Syria

"My school was bombed"

Yara is a 19-year-old Syrian woman. She works as a volunteer, counselling young people to keep them in school. She is passionate about her work, having been unable to complete her own education due to heavy violence, stigma and discrimination.

When the conflict in Syria engulfed her community many years ago, the streets were so unsafe that her school closed and her family was forced to flee.

Yara settled in a new neighbourhood and hoped that she’d be able to pick up school where she’d left off, but this was unfortunately not the case.

“There were no services,” she recalls. “It was very hard to go to school considering that there was no school nearby and the streets weren’t safe. I spent a whole year with no education.”

Life in the new neighbourhood was not easy. Yara continues:

“Due to the conflict, [the neighbourhood] suffered from a lack of electricity and water, even food. The people there found limited alternatives. They used generators to supply two to three amps for each house for a few hours a day, which was very expensive. For water, they dug out wells in the streets where they had to drink salty water. Not to mention the lack of food and the high prices.”

A glimmer of hope

It was under these conditions that a school for girls was opened accommodating grades nine to 12. Perfect for Yara.

“I completed grade nine, trying to catch up after one year out of school,” she explains. “During grade 10 … the shelling over the civilian areas increased.

“My school was bombed, and several students were injured. The school closed. I was forced to go to school … three kilometres from my house. The school was in a basement and we suffered from a lack of qualified teachers.

“One of the teachers did not have a college degree and one of them was a pharmacist. There was a lack of textbooks due to the siege. The route to school was not safe. Most of my classmates dropped out of school because of the bombardment. In the end, I didn’t finish Grade 12 because the road closed, and some teachers got injured.”

This school in Harasta, Eastern Ghouta, has been half destroyed, with other parts heavily damaged. NRC’s shelter team estimates that at least US$500,000 are needed to repair and rebuild the school. Nevertheless, students and teachers are making use of the few remaining classrooms to catch up on years of lost education. There are currently 725 children attending this school. 
Photo: Karl Schembri/NRC
Photo demonstrates the damage that has occurred to many schools across Syria. Photo: NRC Syria

Starting over again

As the siege and clashes intensified, Yara left the city with her family, leaving everything behind yet again. They moved to a camp for internally displaced people. There was a school in a neighbouring village where Yara tried again to complete her formal education.

“It was a long way to the school across fields,” she recalls. “I used to come back to the camp at night.
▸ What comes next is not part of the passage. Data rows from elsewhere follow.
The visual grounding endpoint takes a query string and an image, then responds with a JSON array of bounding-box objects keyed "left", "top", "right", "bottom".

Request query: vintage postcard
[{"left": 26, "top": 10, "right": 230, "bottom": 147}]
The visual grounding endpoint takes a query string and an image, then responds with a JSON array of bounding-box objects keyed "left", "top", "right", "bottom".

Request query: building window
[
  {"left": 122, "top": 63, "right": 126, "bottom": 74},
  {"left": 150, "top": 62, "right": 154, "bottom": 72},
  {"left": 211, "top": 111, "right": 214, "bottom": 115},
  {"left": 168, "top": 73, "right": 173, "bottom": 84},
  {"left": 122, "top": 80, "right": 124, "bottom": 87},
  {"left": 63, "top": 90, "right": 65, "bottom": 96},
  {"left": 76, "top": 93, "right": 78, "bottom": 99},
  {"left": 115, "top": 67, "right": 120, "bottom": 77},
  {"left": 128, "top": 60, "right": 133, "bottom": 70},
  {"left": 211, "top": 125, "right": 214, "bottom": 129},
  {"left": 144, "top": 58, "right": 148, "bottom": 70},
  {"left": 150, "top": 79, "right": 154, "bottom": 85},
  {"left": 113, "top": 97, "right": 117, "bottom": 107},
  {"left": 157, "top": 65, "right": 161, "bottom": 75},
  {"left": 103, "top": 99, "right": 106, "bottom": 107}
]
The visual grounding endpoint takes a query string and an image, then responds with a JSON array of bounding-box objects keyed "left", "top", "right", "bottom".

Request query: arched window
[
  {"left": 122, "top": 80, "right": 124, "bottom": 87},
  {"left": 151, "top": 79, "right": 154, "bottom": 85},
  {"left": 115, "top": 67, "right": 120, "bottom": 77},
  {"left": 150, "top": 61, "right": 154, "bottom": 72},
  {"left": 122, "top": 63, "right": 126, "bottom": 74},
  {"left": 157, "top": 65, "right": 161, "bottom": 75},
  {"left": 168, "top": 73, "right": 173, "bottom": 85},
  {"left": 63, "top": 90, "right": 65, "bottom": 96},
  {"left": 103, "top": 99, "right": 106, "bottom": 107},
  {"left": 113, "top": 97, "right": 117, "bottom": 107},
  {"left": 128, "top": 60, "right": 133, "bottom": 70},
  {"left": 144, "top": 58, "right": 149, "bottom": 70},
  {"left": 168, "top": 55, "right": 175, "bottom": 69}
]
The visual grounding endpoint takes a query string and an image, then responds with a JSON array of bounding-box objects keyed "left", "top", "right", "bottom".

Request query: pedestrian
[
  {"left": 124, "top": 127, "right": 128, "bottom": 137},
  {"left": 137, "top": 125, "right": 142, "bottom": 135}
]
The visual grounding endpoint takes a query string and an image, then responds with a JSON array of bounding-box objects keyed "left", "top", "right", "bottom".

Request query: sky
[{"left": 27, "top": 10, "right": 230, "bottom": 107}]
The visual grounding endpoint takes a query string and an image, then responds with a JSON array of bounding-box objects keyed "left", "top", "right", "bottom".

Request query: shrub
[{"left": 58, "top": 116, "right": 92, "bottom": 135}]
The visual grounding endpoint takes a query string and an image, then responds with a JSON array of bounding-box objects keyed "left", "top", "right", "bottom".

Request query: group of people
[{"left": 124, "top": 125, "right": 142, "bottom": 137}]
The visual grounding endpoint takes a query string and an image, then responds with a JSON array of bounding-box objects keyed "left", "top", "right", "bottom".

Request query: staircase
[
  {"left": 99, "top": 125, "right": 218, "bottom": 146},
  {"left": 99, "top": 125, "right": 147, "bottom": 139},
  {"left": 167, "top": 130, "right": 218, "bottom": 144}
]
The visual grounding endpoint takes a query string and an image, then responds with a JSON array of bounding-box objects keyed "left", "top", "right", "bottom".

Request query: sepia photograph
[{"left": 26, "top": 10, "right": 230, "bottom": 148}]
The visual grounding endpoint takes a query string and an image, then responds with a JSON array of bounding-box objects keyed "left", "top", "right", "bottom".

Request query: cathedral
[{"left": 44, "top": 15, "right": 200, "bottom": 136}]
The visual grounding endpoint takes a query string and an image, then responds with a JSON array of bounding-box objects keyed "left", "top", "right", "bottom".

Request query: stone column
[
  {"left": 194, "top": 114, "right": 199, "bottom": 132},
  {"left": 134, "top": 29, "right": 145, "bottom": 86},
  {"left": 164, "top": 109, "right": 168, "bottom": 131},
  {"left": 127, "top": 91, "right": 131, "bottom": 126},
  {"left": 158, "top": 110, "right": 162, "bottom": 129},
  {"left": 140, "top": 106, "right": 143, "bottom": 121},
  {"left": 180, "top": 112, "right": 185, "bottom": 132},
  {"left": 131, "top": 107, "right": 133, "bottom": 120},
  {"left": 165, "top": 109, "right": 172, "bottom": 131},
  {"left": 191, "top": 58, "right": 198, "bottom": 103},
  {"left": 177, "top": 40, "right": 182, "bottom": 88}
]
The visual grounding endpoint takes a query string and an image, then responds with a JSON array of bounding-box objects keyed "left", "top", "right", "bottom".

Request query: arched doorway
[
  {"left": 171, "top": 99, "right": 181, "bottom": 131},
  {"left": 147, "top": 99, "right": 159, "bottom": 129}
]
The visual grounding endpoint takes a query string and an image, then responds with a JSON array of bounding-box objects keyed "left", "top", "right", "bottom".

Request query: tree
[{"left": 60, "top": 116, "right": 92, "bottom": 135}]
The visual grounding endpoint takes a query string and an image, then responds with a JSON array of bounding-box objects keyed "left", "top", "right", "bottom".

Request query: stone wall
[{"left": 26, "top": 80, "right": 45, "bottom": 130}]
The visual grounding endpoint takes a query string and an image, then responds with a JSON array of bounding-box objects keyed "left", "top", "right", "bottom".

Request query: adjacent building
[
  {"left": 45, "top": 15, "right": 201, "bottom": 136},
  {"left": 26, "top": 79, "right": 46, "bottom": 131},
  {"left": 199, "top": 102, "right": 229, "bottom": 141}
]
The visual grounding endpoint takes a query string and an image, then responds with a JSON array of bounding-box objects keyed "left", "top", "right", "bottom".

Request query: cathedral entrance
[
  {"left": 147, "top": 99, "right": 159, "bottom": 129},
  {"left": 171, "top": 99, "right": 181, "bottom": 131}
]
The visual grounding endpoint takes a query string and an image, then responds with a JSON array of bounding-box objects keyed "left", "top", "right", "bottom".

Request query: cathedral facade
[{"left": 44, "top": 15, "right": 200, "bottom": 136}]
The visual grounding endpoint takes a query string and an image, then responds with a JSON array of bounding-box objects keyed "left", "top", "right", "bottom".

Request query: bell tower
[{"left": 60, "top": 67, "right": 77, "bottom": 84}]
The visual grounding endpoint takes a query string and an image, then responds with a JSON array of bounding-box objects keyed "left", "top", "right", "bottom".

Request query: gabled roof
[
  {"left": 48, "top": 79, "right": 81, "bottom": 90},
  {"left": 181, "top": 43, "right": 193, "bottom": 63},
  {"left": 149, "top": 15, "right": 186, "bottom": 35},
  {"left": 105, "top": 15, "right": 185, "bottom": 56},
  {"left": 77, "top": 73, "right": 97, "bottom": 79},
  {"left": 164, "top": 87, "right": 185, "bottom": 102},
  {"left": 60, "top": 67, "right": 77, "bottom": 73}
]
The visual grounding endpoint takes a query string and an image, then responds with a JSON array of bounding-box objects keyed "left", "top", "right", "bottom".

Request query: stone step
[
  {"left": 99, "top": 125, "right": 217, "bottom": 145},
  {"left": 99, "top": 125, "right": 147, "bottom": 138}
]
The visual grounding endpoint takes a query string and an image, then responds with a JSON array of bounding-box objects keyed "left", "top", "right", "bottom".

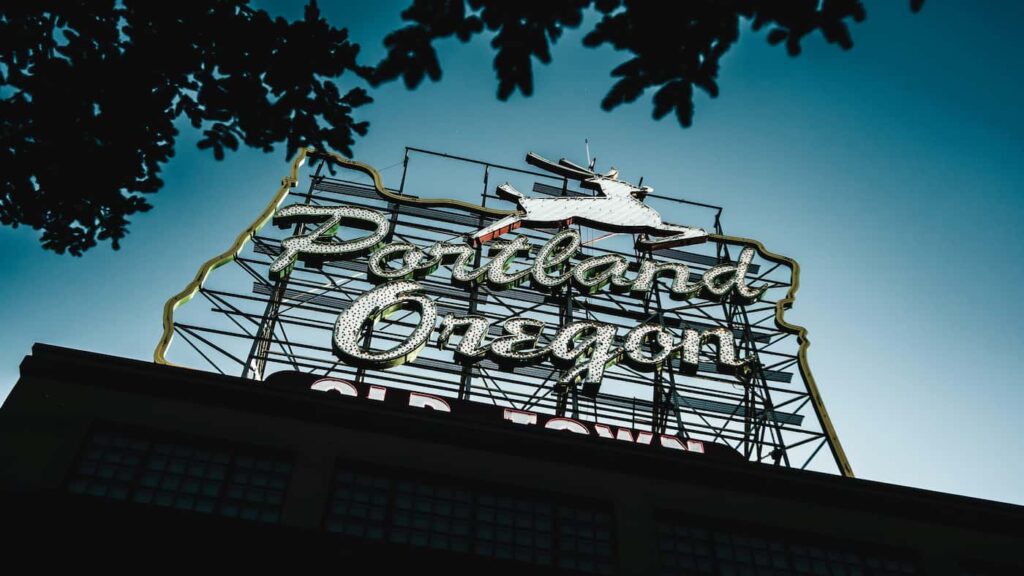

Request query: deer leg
[
  {"left": 636, "top": 224, "right": 708, "bottom": 250},
  {"left": 468, "top": 214, "right": 524, "bottom": 247}
]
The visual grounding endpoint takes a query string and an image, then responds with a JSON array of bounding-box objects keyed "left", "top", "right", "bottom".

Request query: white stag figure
[{"left": 468, "top": 152, "right": 708, "bottom": 249}]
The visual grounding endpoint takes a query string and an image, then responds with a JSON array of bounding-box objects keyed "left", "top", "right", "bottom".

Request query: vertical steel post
[
  {"left": 457, "top": 166, "right": 489, "bottom": 401},
  {"left": 242, "top": 157, "right": 326, "bottom": 380}
]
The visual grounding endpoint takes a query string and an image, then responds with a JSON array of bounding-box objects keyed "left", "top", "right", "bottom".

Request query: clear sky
[{"left": 1, "top": 2, "right": 1021, "bottom": 505}]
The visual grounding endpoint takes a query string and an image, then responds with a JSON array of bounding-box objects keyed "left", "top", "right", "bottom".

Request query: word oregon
[
  {"left": 268, "top": 204, "right": 764, "bottom": 304},
  {"left": 332, "top": 281, "right": 755, "bottom": 397}
]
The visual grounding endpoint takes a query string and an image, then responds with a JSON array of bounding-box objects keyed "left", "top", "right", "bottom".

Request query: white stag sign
[{"left": 469, "top": 153, "right": 708, "bottom": 249}]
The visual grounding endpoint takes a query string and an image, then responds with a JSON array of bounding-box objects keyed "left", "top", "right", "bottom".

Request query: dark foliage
[
  {"left": 0, "top": 1, "right": 368, "bottom": 255},
  {"left": 373, "top": 0, "right": 905, "bottom": 127},
  {"left": 1, "top": 1, "right": 921, "bottom": 255}
]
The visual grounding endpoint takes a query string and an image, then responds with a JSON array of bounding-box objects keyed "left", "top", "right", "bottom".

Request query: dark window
[
  {"left": 325, "top": 465, "right": 614, "bottom": 574},
  {"left": 66, "top": 426, "right": 292, "bottom": 524},
  {"left": 657, "top": 518, "right": 917, "bottom": 576}
]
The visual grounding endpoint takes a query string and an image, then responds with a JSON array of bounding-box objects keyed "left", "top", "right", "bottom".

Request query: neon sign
[
  {"left": 153, "top": 147, "right": 856, "bottom": 477},
  {"left": 269, "top": 161, "right": 765, "bottom": 398}
]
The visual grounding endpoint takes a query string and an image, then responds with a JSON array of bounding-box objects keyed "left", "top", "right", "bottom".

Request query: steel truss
[{"left": 163, "top": 148, "right": 847, "bottom": 475}]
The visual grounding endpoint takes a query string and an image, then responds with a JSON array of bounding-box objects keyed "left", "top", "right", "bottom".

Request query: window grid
[
  {"left": 325, "top": 466, "right": 614, "bottom": 574},
  {"left": 658, "top": 520, "right": 917, "bottom": 576},
  {"left": 67, "top": 427, "right": 292, "bottom": 524}
]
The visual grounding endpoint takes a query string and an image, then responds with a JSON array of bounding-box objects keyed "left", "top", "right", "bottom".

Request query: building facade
[{"left": 1, "top": 344, "right": 1020, "bottom": 574}]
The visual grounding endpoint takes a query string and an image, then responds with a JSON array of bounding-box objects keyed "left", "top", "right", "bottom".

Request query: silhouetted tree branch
[
  {"left": 1, "top": 1, "right": 368, "bottom": 255},
  {"left": 372, "top": 0, "right": 895, "bottom": 127},
  {"left": 0, "top": 1, "right": 922, "bottom": 255}
]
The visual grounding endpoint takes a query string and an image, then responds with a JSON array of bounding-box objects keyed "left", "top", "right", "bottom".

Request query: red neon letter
[
  {"left": 503, "top": 409, "right": 539, "bottom": 425},
  {"left": 593, "top": 424, "right": 638, "bottom": 442},
  {"left": 659, "top": 435, "right": 686, "bottom": 450},
  {"left": 311, "top": 378, "right": 358, "bottom": 396},
  {"left": 544, "top": 418, "right": 589, "bottom": 435},
  {"left": 659, "top": 435, "right": 704, "bottom": 453},
  {"left": 408, "top": 392, "right": 451, "bottom": 412}
]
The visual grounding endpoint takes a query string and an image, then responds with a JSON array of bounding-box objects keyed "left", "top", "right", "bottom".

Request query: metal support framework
[
  {"left": 157, "top": 147, "right": 853, "bottom": 477},
  {"left": 243, "top": 158, "right": 328, "bottom": 380}
]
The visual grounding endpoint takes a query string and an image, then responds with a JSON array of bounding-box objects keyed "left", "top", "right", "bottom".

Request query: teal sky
[{"left": 1, "top": 2, "right": 1021, "bottom": 504}]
The people of the village and the camp didn’t like the idea of girls leaving during the night and they talked bad about the ones who did and harassed me."

“The students and the teachers of the schools also looked down on me for being a displaced person."
Yara

“The students and the teachers of the schools also looked down on me for being a displaced person. In the end, the camp became overcrowded and we were forced out. We moved to the village where my school was.”

The final straw

The discrimination that Yara faced in this school became too much. “I decided to leave school for work because of the harassment in the school and the mockery of teachers towards displaced people like me,“ she says. “The students of the village aren’t at risk of losing their right to education and they don’t care much about the lessons. The teachers notice that, which makes them even more aggressive towards the displaced students. They started treating me like I wasn’t there, despite my interest in education.”

Yara is now working at a hairdresser in the village with her younger brother. “The people in this village have a good life and don’t think of others who are suffering in [my old city]. They are living in paradise compared to us.”

She is also working for a Syrian humanitarian organisation and facilitates first aid training. She provides counselling sessions to students who have left school and encourages them to continue learning.

Today, Yara’s own educational future is uncertain. Like countless internally displaced youth, she has lost the documentation attesting to the formal education she has completed. The changes of curricula in the different locations where she attended school also make it hard for her to prove her attainments.